One measure of a tight market is months of inventory, or the length of time it would take to sell the current inventory of homes, given current conditions and no new inventory entering the market. When the Forsyth County market started to pick up in late 2012 to early 2013, the months of inventory plummeted quickly. In January 2013, it was 5.2 months. Six months later, it was 2.8 months. Earlier this summer it was at 3.4 months, still less than half the eight months of inventory Norton said creates a market equilibrium.

If months of inventory drops below three, Norton predicts the Forsyth market could experience a severe shortage and switch quickly from the seller’s market it is now to a “major buyer’s market.”

“The challenge is to keep sustainability,” Norton said. Lenders, appraisers and federal regulators haven’t kept up with the market, particularly a market as strong as Forsyth County.

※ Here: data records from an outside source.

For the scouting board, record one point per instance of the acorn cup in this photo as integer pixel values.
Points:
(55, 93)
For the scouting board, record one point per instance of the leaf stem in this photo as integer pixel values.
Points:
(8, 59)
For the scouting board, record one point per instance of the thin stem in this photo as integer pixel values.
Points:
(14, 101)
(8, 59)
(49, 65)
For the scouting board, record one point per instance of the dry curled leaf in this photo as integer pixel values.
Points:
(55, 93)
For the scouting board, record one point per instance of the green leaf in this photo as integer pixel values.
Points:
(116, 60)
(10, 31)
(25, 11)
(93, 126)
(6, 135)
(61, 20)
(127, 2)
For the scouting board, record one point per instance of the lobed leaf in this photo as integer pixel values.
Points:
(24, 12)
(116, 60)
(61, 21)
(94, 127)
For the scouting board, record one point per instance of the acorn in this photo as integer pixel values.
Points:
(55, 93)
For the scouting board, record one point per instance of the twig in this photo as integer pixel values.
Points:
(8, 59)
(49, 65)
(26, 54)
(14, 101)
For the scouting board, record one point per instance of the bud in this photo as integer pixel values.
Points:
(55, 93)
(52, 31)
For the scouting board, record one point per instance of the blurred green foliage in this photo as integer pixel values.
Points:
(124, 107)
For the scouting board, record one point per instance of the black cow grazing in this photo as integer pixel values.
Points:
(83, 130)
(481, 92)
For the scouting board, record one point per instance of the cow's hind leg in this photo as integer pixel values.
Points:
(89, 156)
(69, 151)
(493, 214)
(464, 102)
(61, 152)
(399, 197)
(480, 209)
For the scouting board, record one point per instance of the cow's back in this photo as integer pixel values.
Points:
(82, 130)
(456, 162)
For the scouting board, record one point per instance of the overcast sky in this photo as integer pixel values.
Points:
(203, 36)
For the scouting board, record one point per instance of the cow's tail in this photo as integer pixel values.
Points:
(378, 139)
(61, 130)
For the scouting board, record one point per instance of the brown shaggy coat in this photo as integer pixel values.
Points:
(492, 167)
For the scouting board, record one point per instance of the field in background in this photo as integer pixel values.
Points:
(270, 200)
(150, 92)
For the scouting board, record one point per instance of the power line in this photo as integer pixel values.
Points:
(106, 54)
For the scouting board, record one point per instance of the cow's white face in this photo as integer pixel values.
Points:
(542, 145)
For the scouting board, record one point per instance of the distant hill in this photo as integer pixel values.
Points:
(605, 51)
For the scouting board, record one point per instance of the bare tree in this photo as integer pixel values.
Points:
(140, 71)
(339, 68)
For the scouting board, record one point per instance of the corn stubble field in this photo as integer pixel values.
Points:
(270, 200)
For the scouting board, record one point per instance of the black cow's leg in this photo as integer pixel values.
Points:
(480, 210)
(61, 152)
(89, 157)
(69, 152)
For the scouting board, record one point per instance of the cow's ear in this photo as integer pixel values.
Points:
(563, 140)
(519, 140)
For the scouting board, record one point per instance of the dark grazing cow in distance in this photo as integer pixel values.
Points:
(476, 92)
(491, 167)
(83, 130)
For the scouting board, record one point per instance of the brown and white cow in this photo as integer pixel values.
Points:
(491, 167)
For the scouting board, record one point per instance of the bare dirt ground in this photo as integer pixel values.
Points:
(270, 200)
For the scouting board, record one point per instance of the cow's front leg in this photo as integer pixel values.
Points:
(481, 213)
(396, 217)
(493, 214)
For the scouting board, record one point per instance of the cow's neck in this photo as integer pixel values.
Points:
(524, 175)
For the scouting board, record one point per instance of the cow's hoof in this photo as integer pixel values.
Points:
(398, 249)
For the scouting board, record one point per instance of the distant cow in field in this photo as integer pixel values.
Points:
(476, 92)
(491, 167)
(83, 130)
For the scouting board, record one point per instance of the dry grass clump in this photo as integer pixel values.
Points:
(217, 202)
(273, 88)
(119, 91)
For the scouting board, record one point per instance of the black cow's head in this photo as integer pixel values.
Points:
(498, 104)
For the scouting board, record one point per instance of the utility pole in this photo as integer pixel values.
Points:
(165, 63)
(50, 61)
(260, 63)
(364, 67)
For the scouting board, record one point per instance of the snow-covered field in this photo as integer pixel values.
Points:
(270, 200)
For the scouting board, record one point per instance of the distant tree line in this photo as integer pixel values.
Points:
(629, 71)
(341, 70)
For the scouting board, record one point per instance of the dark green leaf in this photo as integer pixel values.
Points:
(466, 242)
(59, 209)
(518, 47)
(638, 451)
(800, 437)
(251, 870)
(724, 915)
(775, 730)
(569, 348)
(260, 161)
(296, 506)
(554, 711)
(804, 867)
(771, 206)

The lending climate is more than cautious, he said. “It’s the Dark Ages.” A queasiness lingers from the recent up-and-down cycles of the market and lenders are holding back. “It’s the Feds that are holding regulation. Forsyth will have to wait for the rest of the country to catch up.”

CLOSER LOOK

65,852 2014 YTD estimate of Forsyth County population, which has steadily increased by more than 5,000 residents since 2010.

7,714 In the first quarter of 2012, Forsyth County vacant developed lots (VDL).

5,040 In the first quarter of 2014, Forsyth County vacant developed lots. (VDLs had dropped by 45 percent.)

2X Annual residential closings more than doubled from the first quarter of 2012 to the first quarter of 2014.

$343,000 Average price at sale, or 82 percent of the average listing price. Sold prices are going up quickly while listing pricescome down.